PA Non mi esprimo nel merito o su come andrebbe affrontata, ma dico solo che chi è sensibile al tema della povertà nel Regno Unito ha buoni motivi per essere preoccupato. Ad oggi si è discusso soltanto degli effetti di Brexit sulla comunità finanziaria piuttosto che degli impatti sui più poveri. Mi spiego: secondo stime del governo, Brexit determinerà un crollo del 4% del Prodotto interno lordo del Paese. Significa minor gettito fiscale e meno risorse a favore del già indebolito Stato sociale. La perdita di valore della sterlina ha già determinato un incremento del costo della vita dei poveri per 400 sterline all’anno (Holger Breinlich et al, Centre for Economic Performance e LSE). Secondo la Joseph Rowntree Foundation, inoltre, se il governo non farà nulla per affrontare l’inflazione post-Brexit, 900mila persone potrebbero cadere in povertà. A questo va aggiunto che Brexit determinerà per il Regno Unito la perdita di cospicui finanziamenti comunitari che andranno a colpire in particolare i più poveri che ne hanno beneficiato maggiormente, compresi 9 miliardi di sterline indirizzati a misure di riduzione della povertà tra 2014-2020. Il governo ha annunciato di voler “rimpiazzare” quelle risorse, ma a pochi mesi da Brexit, che mi risulti oggi (inizio dicembre 2018, ndr) non è stata data alcuna informazione operativa nel merito.

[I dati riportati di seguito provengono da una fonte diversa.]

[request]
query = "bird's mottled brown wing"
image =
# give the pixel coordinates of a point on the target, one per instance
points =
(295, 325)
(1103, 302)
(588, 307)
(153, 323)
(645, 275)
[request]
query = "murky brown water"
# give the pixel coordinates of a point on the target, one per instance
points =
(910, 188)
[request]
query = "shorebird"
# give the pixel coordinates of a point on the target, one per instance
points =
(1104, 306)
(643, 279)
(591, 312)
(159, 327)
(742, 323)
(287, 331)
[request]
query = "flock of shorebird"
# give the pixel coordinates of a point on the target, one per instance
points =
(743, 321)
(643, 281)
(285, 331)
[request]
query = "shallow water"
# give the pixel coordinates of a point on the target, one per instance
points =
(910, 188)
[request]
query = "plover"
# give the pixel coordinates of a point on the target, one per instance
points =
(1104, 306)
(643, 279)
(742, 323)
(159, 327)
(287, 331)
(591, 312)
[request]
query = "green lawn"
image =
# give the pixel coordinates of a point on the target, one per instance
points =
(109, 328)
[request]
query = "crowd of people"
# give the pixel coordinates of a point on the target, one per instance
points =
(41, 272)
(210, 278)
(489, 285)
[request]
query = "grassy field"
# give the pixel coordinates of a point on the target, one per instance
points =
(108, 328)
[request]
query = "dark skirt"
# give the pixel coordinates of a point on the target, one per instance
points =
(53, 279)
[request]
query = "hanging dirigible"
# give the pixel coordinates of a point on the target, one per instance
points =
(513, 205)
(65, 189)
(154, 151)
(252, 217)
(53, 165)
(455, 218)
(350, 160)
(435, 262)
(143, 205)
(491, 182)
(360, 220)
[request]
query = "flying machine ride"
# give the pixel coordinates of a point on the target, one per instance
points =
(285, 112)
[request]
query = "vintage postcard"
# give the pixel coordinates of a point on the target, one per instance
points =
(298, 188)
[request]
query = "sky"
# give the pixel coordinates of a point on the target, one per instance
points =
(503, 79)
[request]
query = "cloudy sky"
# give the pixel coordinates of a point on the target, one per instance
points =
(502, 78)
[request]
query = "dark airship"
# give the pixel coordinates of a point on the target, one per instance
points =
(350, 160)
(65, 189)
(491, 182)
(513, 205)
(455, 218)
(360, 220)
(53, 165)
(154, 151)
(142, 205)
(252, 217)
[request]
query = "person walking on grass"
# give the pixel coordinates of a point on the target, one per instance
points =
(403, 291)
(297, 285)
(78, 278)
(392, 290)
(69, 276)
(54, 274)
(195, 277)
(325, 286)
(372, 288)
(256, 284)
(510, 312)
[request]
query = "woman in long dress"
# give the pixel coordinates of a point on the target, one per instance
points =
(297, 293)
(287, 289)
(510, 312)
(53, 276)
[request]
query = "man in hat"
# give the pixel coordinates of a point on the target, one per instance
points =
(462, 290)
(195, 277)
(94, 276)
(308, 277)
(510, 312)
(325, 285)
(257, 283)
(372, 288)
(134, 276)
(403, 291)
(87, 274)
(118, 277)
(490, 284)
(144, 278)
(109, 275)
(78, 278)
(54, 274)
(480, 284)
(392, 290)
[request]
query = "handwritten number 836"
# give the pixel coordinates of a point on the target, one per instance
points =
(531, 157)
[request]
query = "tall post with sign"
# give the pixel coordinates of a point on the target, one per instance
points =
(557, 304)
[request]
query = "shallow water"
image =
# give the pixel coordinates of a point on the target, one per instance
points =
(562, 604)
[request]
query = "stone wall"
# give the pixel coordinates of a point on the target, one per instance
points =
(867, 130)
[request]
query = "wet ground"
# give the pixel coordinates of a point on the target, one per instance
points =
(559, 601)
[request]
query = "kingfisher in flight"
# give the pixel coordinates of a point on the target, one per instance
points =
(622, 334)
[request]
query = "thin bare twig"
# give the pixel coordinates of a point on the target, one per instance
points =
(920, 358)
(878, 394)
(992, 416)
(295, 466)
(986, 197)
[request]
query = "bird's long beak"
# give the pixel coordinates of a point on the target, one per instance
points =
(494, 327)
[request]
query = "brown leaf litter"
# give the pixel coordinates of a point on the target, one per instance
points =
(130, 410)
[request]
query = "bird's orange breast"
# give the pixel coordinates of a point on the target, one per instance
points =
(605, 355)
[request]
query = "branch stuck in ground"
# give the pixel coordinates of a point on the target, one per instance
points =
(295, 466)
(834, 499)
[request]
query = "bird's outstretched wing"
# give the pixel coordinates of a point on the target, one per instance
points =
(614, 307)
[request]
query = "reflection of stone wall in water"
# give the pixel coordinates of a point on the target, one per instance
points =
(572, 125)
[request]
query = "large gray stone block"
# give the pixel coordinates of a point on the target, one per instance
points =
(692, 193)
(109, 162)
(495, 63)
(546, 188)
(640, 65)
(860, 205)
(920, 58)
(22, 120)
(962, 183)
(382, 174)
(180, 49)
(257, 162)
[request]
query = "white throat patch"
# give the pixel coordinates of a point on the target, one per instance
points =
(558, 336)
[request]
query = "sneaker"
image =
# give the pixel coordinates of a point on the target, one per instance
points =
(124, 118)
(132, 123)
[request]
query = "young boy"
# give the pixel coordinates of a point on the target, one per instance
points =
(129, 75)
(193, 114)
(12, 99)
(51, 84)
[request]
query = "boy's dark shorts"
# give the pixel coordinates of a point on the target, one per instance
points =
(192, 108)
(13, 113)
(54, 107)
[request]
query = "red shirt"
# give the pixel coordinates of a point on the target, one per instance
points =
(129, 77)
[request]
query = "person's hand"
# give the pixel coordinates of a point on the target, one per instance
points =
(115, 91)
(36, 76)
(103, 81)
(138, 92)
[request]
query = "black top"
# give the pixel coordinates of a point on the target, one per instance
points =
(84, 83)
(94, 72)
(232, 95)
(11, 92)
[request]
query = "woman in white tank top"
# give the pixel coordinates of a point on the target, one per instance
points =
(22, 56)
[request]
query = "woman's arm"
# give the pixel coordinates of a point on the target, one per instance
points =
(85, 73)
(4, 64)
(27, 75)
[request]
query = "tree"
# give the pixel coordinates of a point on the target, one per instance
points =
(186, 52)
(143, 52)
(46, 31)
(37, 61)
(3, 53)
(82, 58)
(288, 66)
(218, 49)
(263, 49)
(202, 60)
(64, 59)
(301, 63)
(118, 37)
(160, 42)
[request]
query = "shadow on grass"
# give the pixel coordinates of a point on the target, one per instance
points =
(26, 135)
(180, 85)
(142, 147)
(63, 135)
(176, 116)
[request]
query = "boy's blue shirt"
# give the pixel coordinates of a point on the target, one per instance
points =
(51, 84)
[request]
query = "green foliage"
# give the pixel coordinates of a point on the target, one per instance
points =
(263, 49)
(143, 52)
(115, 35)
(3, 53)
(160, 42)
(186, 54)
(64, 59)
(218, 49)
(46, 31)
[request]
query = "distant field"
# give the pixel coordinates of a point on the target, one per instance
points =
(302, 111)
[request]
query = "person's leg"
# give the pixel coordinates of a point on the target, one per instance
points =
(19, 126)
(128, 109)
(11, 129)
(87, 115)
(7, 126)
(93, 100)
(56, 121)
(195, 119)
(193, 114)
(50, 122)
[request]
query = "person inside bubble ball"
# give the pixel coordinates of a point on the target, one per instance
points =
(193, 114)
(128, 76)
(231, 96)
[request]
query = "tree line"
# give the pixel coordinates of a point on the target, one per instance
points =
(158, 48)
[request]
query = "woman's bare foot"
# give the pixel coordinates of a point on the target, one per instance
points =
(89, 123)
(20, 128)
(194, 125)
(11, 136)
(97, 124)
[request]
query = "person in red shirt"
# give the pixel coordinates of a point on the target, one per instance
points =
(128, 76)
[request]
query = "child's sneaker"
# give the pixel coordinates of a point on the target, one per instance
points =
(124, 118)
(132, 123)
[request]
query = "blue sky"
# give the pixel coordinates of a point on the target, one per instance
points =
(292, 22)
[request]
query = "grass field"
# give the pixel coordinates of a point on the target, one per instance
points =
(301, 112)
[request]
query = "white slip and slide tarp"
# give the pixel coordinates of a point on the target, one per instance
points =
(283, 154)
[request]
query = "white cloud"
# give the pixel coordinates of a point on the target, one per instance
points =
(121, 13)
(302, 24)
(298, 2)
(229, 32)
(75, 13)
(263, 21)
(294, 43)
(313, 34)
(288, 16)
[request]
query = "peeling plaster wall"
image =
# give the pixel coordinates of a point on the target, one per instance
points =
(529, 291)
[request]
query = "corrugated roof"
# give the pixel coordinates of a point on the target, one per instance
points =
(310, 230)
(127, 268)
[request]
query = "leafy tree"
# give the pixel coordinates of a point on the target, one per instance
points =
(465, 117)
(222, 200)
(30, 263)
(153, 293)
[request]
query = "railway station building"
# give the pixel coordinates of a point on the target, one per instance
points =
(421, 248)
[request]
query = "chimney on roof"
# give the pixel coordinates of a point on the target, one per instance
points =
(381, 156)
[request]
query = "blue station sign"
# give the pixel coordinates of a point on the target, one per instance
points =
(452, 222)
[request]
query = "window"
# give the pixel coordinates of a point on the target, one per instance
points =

Una manifestazione contro l’uscita del Regno Unito dall’Unione europea tenutasi a Londra nel giugno 2018, a due anni dal referendum – commons.wikimedia.org

La soluzione alla povertà può essere solo il lavoro, come sostiene il governo inglese?
PA Il lavoro è estremamente importante e tutte le persone che ho incontrato in condizioni di povertà lavorano o vogliono lavorare. Il problema che il governo non vuole riconoscere è che oggi nel Regno Unito puoi anche lavorare a tempo pieno ma questo non ti permette di guadagnare a sufficienza per uscire dalla povertà. Non c’è un automatismo. Come spiegare altrimenti 2,8 milioni di persone che vivono in povertà in famiglie dove tutti gli adulti lavorano a tempo pieno? Una persona che ho incontrato nel mio viaggio mi ha detto: “Conosco chi svolge cinque lavori per raggiungere il salario minimo nazionale, che non è un salario di vita”. Tra chi frequenta le foodbank del Trussell Trust, uno su sei lavora. 

“Il problema che il governo non vuole riconoscere è che oggi nel Regno Unito puoi anche lavorare a tempo pieno ma questo non ti permette di uscire dalla povertà”

Questa missione segue quella negli Stati Uniti e il recente rapporto all’Assemblea generale delle Nazioni Unite sul fenomeno delle privatizzazioni. Che cosa ne ha tratto?
PA Il messaggio che sto cercando di inviare alla comunità dei diritti umani, e cioè alle persone sensibili a questi temi, è che non ci si può preoccupare soltanto delle torture, sparizioni o di altre forme di violenza. È necessario osservare tutto il campo dei diritti umani, compresi politiche e attori che non si esauriscono nella polizia o nei militari. Il processo di privatizzazione ha comportato spesso l’eliminazione sistematica della tutela dei diritti umani e l’ulteriore emarginazione degli interessi dei lavoratori a basso reddito e di coloro che vivono in condizioni di povertà. Ritengo che si debbano proteggere i diritti umani piuttosto che mettere le persone alla mercé del libero mercato, anche in relazione a servizi essenziali come la salute o la protezione sociale o la giustizia. Sempre più spesso nelle società occidentali i governi affidano queste responsabilità al settore privato e di fatto perdono la capacità di garantire che gli standard minimi vengano rispettati.
E per me tutto questo solleva importanti questioni di diritti umani.